I'm crazy busy these days, however this is not likely to change anytime soon and I don't want to go MIA again. So here I am, dog-tired (it's past midnight), but posting.
First off, welcome to all of our newcomers!
As for me, my body seems to be convinced that 165.5 is the bestest number in the whole wide world - maybe that's why it has such a hard time letting it go and finally move on to... oh, I don't know, 165.0 would be nice
I've been a good girl, though (weeeell, mostly. To the best of my ability
), so I hope it's just a matter of "patience, grasshopper, patience". Right? Right?
On the other hand, I had a NSV yesterday. One that kind of scares me, to be honest. You know those special "plus size stores"? Where the smallest size is a 12? (Just picture the European equivalent of Lane Bryant, Torrid and the like)
It's offical: I can no longer shop there.

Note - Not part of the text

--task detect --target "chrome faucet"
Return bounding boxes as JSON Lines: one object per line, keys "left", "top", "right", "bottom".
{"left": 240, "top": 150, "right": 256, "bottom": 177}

A couple of weeks ago, I had finally accepted that I needed to buy some new clothes (mainly because I have no desire to repeat my experience from last July which I usually just refer to as "The Incident": I lost my pants in public. Thank goodness there was no-one around to witness... well, you know
). Anyways, I ordered a couple of pants and shirts in their smallest size - and I had to send each and every one of them back. All of them were too big. So I then ordered some pants and shirts from a "regular size store", and with the way that "vanity sizing" goes here, I thought I'd need a size 12 for sure. Then a friend of mine butted in and persuaded me to go for a 10. "Just for fun". Yeah, right, as if... But, I did. Just to humor her.
Long story short - I'm apparently now a "regular size" 10
And for some reason this scares me. A lot. Now is that silly or what?
Oh well, I guess that gives me something to ponder, hm?